Per la sua prima apparizione in post-season bisogna aspettare il suo terzo anno, e quasi a scusarsi per il ritardo segna 32 punti con 11 rimbalzi e 11 assists contro i Washington Wizards. Tripla doppia all’esordio nei playoffs, terzo giocatore ogni epoca a sfoderare una tale prestazione. I suoi Cavs però non vanno oltre le semifinali di conferenze.
Va meglio la stagione successiva quando trascina Cleveland alla sua prima finale NBA, contro i San Antonio Spurs. Il risultato però è un sonoro 4-0 per Duncan e soci.
Le stagioni 2007/08 e 2008/09 riservano altre delusioni a James, lui e i suoi Cavs vengono eliminati prima dai Boston Celtics e nella stagione successiva sono gli Orlando Magic a dare un dispiacere al prescelto.
I playoffs 2010 e di nuovo i Boston Celtics in semifinale di conference infliggono però la sconfitta che probabilmente cambia il destino della sua carriera.

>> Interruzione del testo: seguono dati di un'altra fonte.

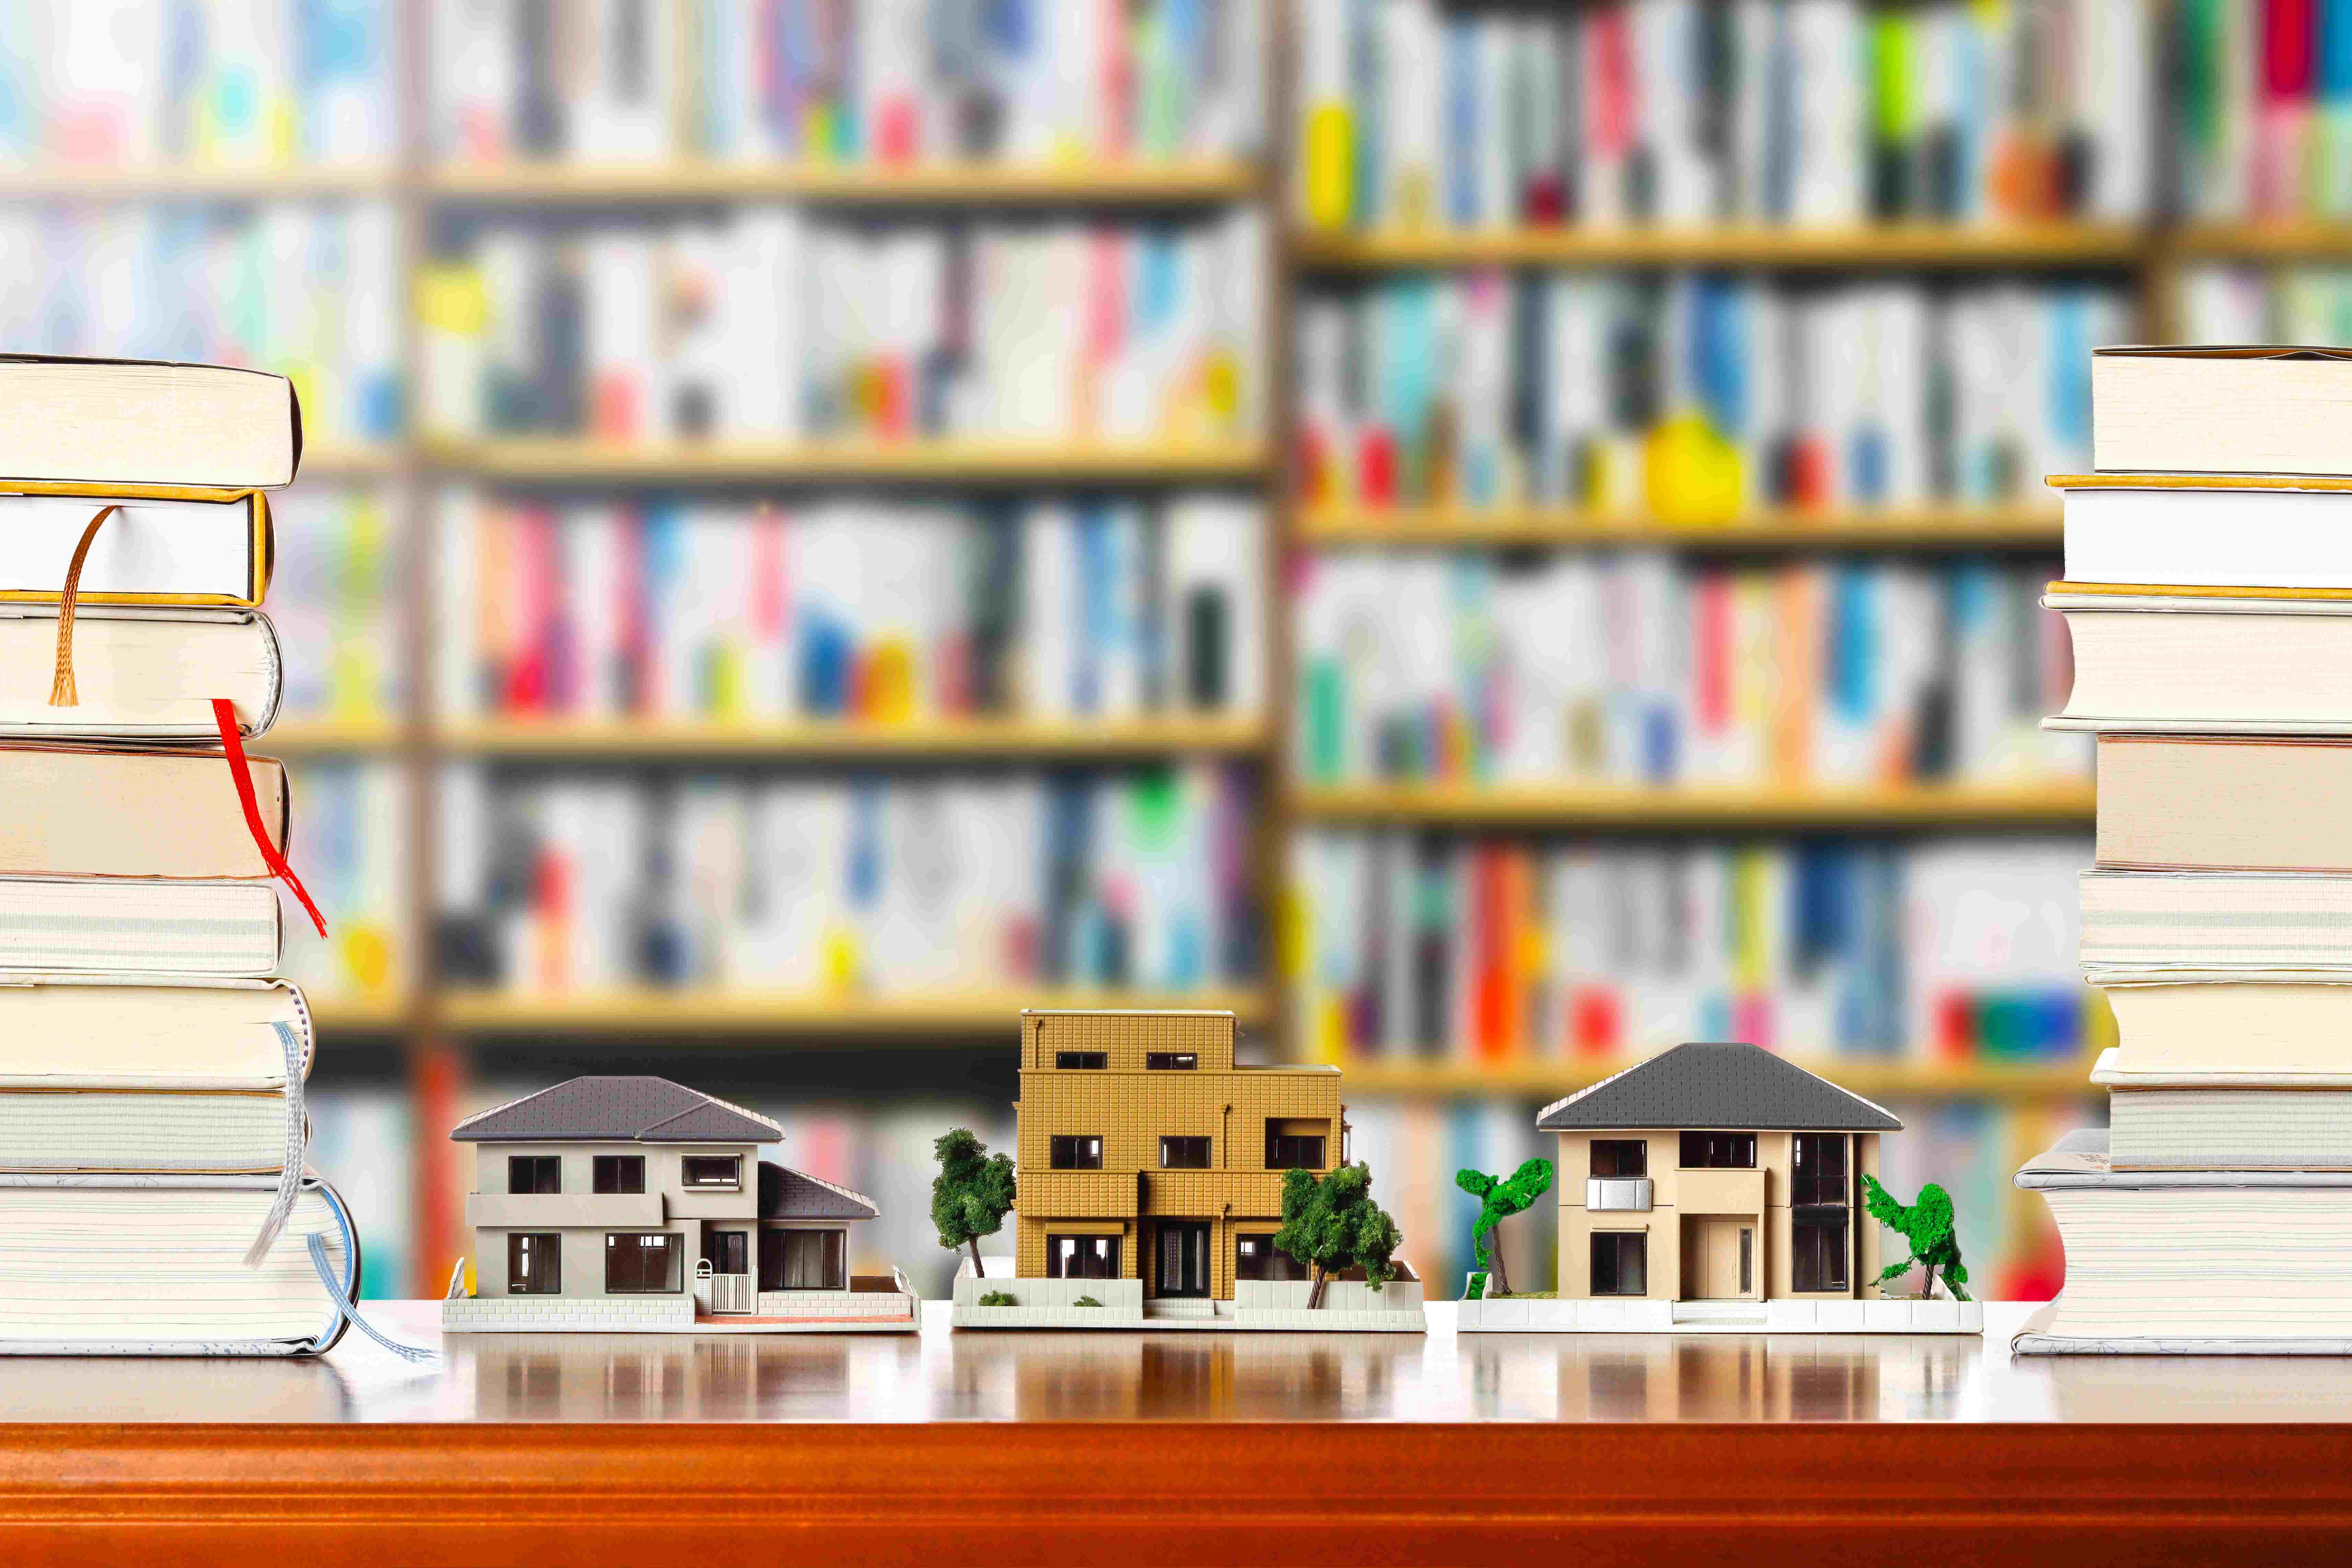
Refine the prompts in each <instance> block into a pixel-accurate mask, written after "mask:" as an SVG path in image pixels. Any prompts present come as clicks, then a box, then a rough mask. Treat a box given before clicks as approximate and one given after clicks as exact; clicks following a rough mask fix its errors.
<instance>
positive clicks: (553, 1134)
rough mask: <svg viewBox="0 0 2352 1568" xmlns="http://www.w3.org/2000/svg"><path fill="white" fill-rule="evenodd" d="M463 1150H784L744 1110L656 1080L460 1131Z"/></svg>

Nell’estate del 2010 quindi,come già detto, è free agent e sceglie i Miami Heat per dare l’assalto al tanto agognato anello, infatti comincia ad essere etichettato come un perdente. E’ forte ma non vincerà mai si dice. A Cleveland più che altro lo sperano dopo il tradimento; in città vengono bruciate le maglie con il suo numero e diventa in breve tempo lo sportivo più odiato d’America. LeBron però è deciso a dare una svolta alla sua carriera. Cambia pagina, cambia anche il numero di maglia, lascia lo scomodo 23 e prende il 6 che indossa in nazionale ed insieme a Wade e Bosh punta al titolo di campione NBA.
I Miami Heat, ai blocchi di partenza della stagione 2011/12, sono la squadra da battere; perché sono i più forti ma anche perché sono i più odiati. A fine stagione arrivano in finale contro i Dallas Mavericks. Risultato già scritto per molti, vittoria facile e primo anello per LeBron ma Nowitzki & co. non sono d’accordo e infliggono l’ennesima sconfitta al numero 6 degli Heat. Questa volta però LBJ fa tesoro della sconfitta, capisce cosa va e cosa non va nel suo gioco e la stagione 2012/13 è quella della sua consacrazione. Di nuovo in finale, questa volta ci sono gli Oklahoma City Thunder ma, purtroppo per loro, “it’s about damn time” era davvero arrivato il momento, come dirà lo stesso James dopo la vittoria. 4-1 infatti è il risultato finale,per la prima volta MVP delle finali e finalmente un anello di campione NBA al dito.
La stagione, però, non si chiude qui, infatti in estate vince anche la medaglia d’oro alle olimpiadi di Londra, un altro oro l’aveva già vinto a Pechino nel 2008, e conclude una stagione da assoluto dominatore, la migliore fino a questo momento della sua carriera. LeBron è diventato quindi l’uomo da battere, perché è il più forte ed ora è anche un vincente, non che prima non lo era, ma quell’anello stava diventando un’ossessione.
E così di nuovo finali, di fronte Tim Duncan, colui che nel 2007 dopo avergli rifilato un sonoro 4-0 si avvicina a James e gli dice “il futuro è tuo”. Quel futuro oggi è il presente e Duncan, purtroppo per lui, aveva ragione. Gli Heat battono gli Spurs 4-3 in una delle finali più belle degli ultimi anni e così arriva per LeBron il secondo anello e il secondo MVP delle finali, simboli del suo strapotere nella lega. Infatti, ormai, King James è maturo, sa prendersi le responsabilità, sa giocare in tutti i ruoli, sa segnare, passare e andare a rimbalzo, ora sa dominare la partita, ora finalmente sa vincere. Nella stagione 2013/14 tenterà di dare l’assalto al terzo anello di fila, il three-peat, riuscito solo ai più grandi, così da sentirsi anche lui grande tra i grandi.